Adélia Prado é mestra das palavras humílimas e senhora do sentido de verbos cheios de garbom, que usa parcamente. As imagens que brotam da fala da gente simples quase sempre perfazem o caminho da revelação: a beleza escondida, a inteligência penetrante, a sabedoria de viver. Cada poema de Miserere parece propor um tipo de conversa, que primeiro apresenta uma fatia do mundo, uma certeza ou dúvida íntima, depois se volta para o outro, para, por fim, tentar a síntese, fazer valer o tino de ser entre outros.
Se a poesia é trânsito, a poeta precisa aceitar para onde está indo. Adélia sabe. Por vezes, segura o passo: “Tão lírica minha vida/ difícil perceber onde sofri”; outras vezes mergulha no passado como quem vira as costas ao tempo: “Sou-lhe tão grata mãe/ sinto tanta saudade da senhora…” ; mas sem desmerecer o tempo que passou, ou nada disso teria sentido: “Minha mão tem manchas;/ pintas marrons como ovinhos de codorna”.

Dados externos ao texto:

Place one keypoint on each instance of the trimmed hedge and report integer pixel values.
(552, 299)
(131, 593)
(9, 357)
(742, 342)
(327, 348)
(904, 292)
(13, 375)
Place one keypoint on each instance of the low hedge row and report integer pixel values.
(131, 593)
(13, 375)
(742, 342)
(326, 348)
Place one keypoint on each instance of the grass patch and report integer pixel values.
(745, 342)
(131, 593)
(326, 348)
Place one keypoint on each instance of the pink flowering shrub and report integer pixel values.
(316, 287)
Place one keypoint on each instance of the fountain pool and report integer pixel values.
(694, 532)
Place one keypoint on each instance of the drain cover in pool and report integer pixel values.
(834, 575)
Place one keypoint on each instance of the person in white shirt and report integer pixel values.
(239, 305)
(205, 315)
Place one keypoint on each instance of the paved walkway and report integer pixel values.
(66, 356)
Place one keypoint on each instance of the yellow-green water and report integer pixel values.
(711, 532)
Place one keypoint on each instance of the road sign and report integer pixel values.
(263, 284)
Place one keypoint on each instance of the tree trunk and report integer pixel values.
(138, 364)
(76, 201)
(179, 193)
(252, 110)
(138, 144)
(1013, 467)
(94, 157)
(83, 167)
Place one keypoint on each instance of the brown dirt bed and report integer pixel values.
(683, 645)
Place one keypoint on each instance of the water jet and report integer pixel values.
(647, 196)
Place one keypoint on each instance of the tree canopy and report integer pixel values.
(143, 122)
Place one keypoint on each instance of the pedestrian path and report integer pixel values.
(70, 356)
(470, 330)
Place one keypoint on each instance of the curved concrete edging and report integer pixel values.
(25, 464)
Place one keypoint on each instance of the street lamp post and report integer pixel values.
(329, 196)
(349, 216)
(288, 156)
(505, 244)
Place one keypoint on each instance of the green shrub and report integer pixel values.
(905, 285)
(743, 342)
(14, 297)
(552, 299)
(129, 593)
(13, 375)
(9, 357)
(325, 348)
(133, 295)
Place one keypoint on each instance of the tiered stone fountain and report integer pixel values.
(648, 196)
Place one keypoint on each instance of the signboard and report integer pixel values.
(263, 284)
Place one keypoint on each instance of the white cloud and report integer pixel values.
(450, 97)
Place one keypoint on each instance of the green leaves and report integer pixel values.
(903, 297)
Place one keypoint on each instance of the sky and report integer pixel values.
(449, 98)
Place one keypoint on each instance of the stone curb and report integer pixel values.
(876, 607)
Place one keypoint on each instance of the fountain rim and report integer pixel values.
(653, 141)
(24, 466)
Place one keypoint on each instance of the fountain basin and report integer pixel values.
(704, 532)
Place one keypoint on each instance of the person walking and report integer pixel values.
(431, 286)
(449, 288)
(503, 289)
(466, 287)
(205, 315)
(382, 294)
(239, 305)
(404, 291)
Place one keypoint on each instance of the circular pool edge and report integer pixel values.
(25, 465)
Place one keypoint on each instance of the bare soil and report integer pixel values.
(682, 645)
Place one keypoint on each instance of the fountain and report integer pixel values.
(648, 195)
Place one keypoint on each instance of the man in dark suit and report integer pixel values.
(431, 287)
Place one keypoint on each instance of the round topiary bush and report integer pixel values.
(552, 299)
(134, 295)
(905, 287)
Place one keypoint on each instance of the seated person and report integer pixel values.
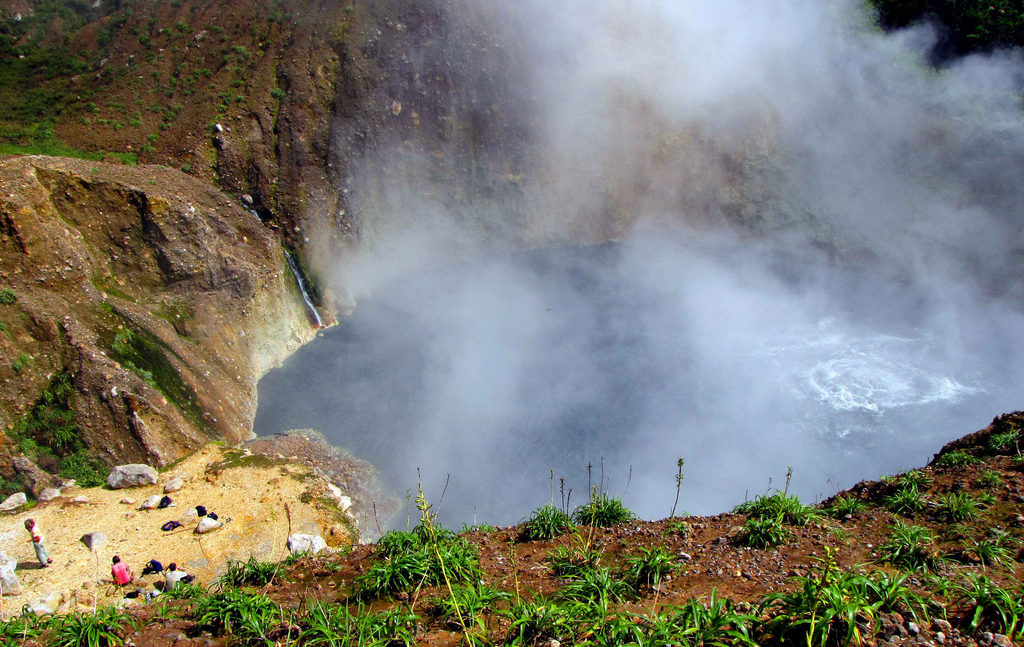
(153, 567)
(172, 576)
(121, 572)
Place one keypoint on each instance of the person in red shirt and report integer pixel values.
(37, 543)
(121, 572)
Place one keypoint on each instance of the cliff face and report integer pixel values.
(156, 298)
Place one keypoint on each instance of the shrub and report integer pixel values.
(423, 557)
(540, 621)
(989, 478)
(829, 606)
(769, 506)
(908, 546)
(105, 628)
(597, 586)
(905, 501)
(989, 605)
(956, 507)
(915, 477)
(697, 622)
(332, 624)
(647, 568)
(572, 561)
(991, 551)
(547, 522)
(602, 511)
(764, 532)
(1004, 441)
(251, 573)
(469, 603)
(955, 459)
(846, 506)
(238, 612)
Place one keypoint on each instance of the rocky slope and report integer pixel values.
(265, 499)
(140, 307)
(936, 586)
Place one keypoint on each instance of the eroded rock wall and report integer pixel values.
(161, 298)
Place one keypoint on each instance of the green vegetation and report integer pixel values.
(48, 430)
(905, 501)
(990, 606)
(546, 522)
(570, 561)
(647, 568)
(250, 573)
(954, 460)
(778, 505)
(602, 511)
(1004, 441)
(955, 507)
(404, 561)
(971, 25)
(764, 532)
(846, 506)
(147, 356)
(104, 629)
(333, 624)
(908, 547)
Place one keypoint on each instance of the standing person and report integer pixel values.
(121, 572)
(172, 576)
(37, 543)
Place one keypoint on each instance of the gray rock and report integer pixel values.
(131, 475)
(45, 605)
(35, 479)
(8, 578)
(206, 524)
(311, 544)
(173, 485)
(13, 502)
(49, 494)
(93, 541)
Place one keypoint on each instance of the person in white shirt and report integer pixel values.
(172, 576)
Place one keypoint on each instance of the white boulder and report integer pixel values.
(311, 544)
(131, 475)
(206, 524)
(173, 485)
(13, 502)
(49, 493)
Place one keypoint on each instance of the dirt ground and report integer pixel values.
(264, 499)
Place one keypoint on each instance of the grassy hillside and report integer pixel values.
(969, 26)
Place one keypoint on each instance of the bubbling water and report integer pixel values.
(505, 373)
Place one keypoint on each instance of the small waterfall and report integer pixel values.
(304, 289)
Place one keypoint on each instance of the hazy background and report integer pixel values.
(817, 263)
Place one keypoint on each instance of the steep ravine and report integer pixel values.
(160, 300)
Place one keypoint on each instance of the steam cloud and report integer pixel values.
(818, 265)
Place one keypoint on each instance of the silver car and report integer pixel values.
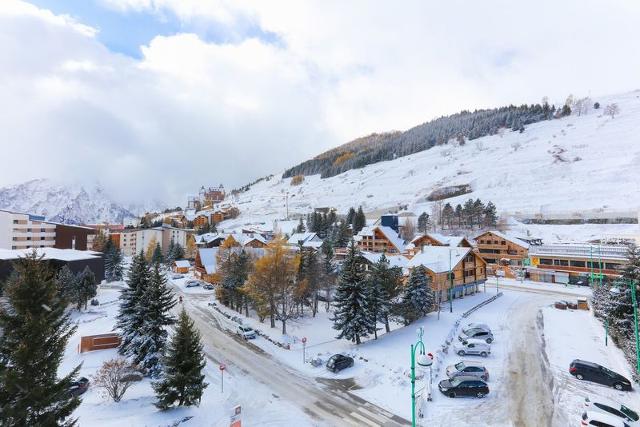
(476, 331)
(472, 347)
(468, 368)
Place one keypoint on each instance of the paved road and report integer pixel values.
(328, 404)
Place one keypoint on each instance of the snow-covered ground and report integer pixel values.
(575, 165)
(137, 409)
(380, 374)
(576, 334)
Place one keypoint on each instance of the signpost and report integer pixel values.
(222, 368)
(304, 348)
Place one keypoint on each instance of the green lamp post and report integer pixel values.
(423, 360)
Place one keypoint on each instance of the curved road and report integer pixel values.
(330, 404)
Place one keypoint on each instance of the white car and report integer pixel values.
(593, 418)
(246, 332)
(611, 407)
(472, 347)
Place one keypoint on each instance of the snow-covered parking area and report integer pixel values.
(380, 374)
(576, 334)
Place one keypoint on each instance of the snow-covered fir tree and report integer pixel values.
(35, 332)
(418, 298)
(154, 308)
(65, 279)
(182, 381)
(129, 319)
(352, 317)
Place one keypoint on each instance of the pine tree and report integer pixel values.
(85, 287)
(155, 306)
(65, 279)
(352, 316)
(182, 381)
(35, 331)
(157, 258)
(129, 319)
(378, 296)
(418, 297)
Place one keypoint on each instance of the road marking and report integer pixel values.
(373, 415)
(363, 419)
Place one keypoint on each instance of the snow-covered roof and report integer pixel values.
(297, 238)
(208, 259)
(505, 236)
(50, 253)
(388, 232)
(439, 258)
(394, 260)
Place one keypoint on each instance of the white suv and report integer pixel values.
(473, 347)
(245, 332)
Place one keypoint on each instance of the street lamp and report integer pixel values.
(616, 291)
(423, 360)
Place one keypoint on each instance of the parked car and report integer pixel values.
(464, 386)
(615, 408)
(246, 332)
(481, 332)
(583, 370)
(472, 347)
(338, 362)
(469, 369)
(593, 418)
(79, 386)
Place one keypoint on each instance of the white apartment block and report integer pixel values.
(134, 240)
(25, 231)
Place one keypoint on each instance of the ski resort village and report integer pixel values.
(295, 213)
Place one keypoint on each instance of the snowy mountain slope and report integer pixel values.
(73, 204)
(570, 165)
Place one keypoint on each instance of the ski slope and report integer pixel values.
(575, 165)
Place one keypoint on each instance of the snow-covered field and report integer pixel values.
(136, 408)
(380, 374)
(575, 165)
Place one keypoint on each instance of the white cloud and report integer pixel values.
(191, 112)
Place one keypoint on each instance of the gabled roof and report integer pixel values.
(208, 259)
(439, 258)
(297, 238)
(388, 232)
(182, 263)
(394, 260)
(513, 239)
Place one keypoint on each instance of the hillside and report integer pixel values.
(572, 165)
(73, 204)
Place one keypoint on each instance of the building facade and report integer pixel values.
(25, 231)
(576, 263)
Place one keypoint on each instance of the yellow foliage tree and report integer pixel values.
(272, 285)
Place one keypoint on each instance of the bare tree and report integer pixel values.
(115, 378)
(408, 230)
(612, 110)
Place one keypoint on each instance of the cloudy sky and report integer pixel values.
(154, 98)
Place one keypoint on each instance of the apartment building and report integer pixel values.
(134, 240)
(25, 231)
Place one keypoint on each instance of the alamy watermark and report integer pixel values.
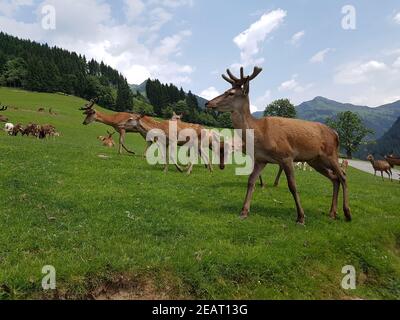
(349, 21)
(350, 278)
(49, 17)
(49, 280)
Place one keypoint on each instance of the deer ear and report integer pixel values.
(246, 86)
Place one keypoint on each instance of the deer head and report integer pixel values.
(89, 111)
(237, 97)
(110, 134)
(176, 117)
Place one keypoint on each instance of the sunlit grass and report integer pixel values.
(94, 218)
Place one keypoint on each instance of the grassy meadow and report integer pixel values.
(115, 226)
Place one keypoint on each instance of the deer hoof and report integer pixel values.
(244, 215)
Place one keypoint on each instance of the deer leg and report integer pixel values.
(288, 167)
(262, 185)
(336, 186)
(390, 175)
(258, 168)
(122, 143)
(278, 177)
(343, 181)
(206, 160)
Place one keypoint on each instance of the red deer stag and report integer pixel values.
(382, 166)
(118, 121)
(284, 141)
(3, 118)
(108, 141)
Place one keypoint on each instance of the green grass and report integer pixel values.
(96, 220)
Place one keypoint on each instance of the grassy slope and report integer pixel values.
(121, 216)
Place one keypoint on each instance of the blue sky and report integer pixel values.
(302, 46)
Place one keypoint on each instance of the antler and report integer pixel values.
(236, 82)
(89, 105)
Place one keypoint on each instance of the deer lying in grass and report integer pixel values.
(118, 121)
(108, 141)
(392, 160)
(284, 141)
(382, 166)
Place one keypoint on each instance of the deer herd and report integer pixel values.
(288, 143)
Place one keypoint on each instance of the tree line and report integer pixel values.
(349, 126)
(38, 67)
(167, 98)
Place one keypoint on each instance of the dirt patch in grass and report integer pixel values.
(126, 288)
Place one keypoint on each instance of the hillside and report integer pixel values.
(106, 221)
(389, 142)
(38, 67)
(141, 88)
(379, 119)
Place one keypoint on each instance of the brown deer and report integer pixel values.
(228, 146)
(108, 141)
(393, 160)
(3, 118)
(382, 166)
(345, 165)
(146, 124)
(118, 121)
(284, 141)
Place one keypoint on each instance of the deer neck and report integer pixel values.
(243, 120)
(105, 119)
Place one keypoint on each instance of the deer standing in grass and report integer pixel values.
(382, 166)
(118, 121)
(284, 141)
(146, 124)
(393, 160)
(108, 141)
(3, 118)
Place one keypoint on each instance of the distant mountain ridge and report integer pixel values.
(142, 89)
(380, 119)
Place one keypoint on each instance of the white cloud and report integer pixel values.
(209, 93)
(297, 37)
(9, 7)
(396, 18)
(294, 85)
(396, 64)
(133, 8)
(262, 102)
(319, 57)
(174, 3)
(355, 73)
(249, 40)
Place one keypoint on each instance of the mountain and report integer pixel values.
(139, 88)
(142, 89)
(379, 119)
(389, 142)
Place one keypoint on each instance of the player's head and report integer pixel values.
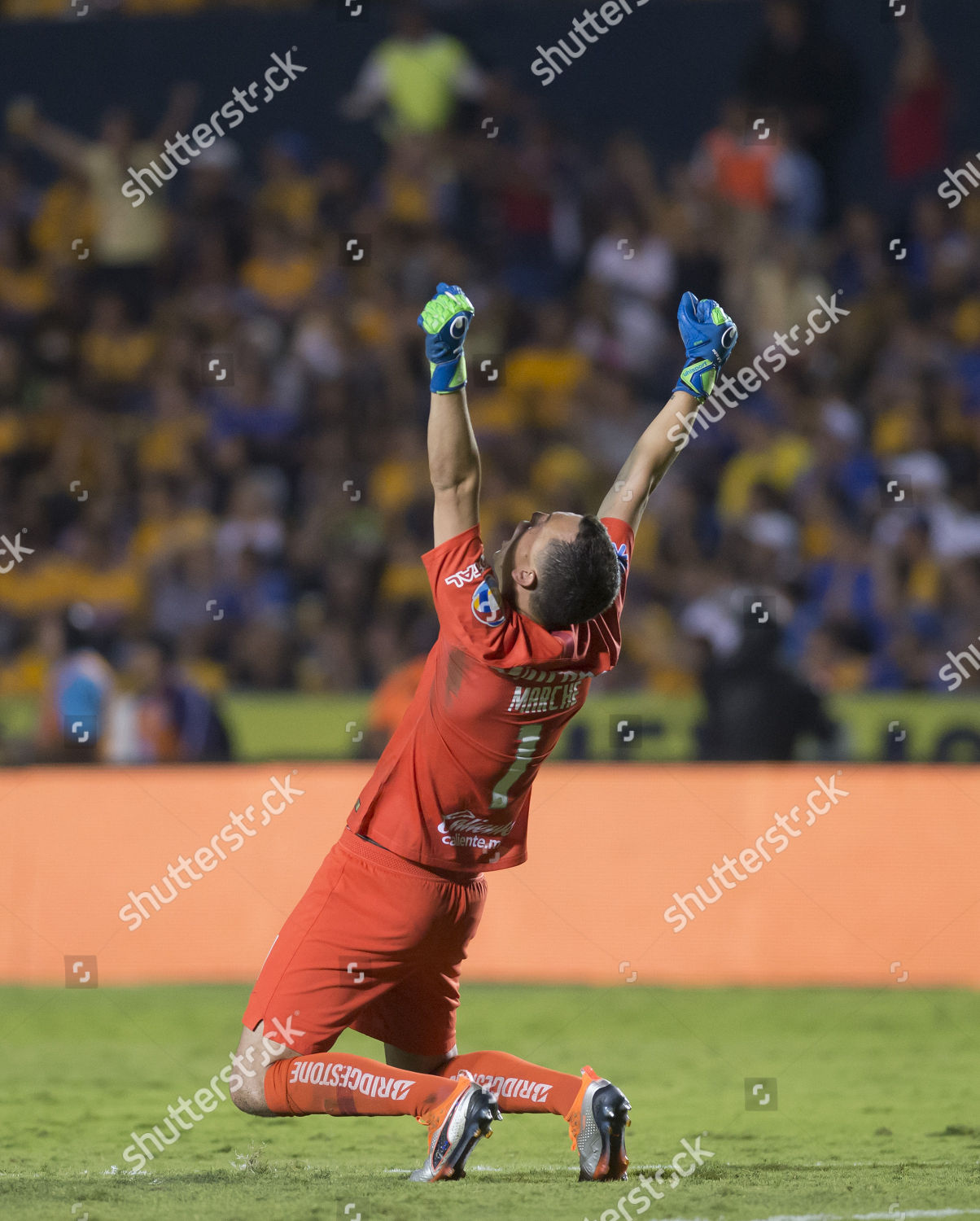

Com o horizonte da morte sempre presente, cada vez mais à espreita, ela parece se lembrar a todo momento da mãe e do pai. Torna-se um pouco os próprios pais, sente em suas palavras eco do que ouviu e viveu com eles. De repente, temos a idade de nossos pais e ainda sentimos, em algum lugar do corpo, que somos crianças. A experiência da orfandade é uma recuperação da meninice: nunca estamos totalmente preparados para a solidão que nos alcança um dia. “Criancinha de peito, essa já sabe/ seu olhar muda quando desmamada”.
Há algumas imagens de grande força que se incorporam ao repertório adeliano com sua permanente sensibilidade para gerar o inusitado do sentido a partir dos momentos mais singelos: “Como o doido, bato a cabeça só pra gozar a delícia de ver a dor sumir quando sossego”; “Fiquei mais corajosa,/ igual a mulheres que julgava levianas/ e eram só mais humildes”; “as axilas do Deus de Michelangelo,/ profundas, musculosas, bravas,/ abundantes do suor de quem trabalha duro”.
A leitura de Miserere se parece com uma forma de oração. As palavras ao princípio fazem muito sentido e depois vão sendo tragadas pela beleza e passam a ter outra encarnação. Ao ler os lábios começam a se mover, como se tentassem formular um certo nome, indizível, mas sempre presente. Há a reza dos crentes, dos pensadores sem fé e das pessoas comuns. Ao longe só se vê o movimento dos lábios. Adélia põe as palavras na nossa boca. A poesia ensina o caminho do coração e da inteligência. E ainda clama por misericórdia. Só a poesia salva.
O pai
Adélia Prado
Deus não fala comigo
nem uma palavrinha das que sussurra aos santos.
Sabe que tenho medo e, se o fizesse,
como um aborígene coberto de amuletos
sacrificaria aos estalidos da mata;
não me tirasse a vida um tal terror.
A seus afagos não sei como agradecer,
beija-flor que sob meus olhos desabrocha,
três rolinhas imóveis sobre o muro
e uma alegria súbita,
gozo no espírito estremecendo a carne.
Mesmo depois de velha me trata como filhinha.
De tempestades, só mostra o começo e o fim.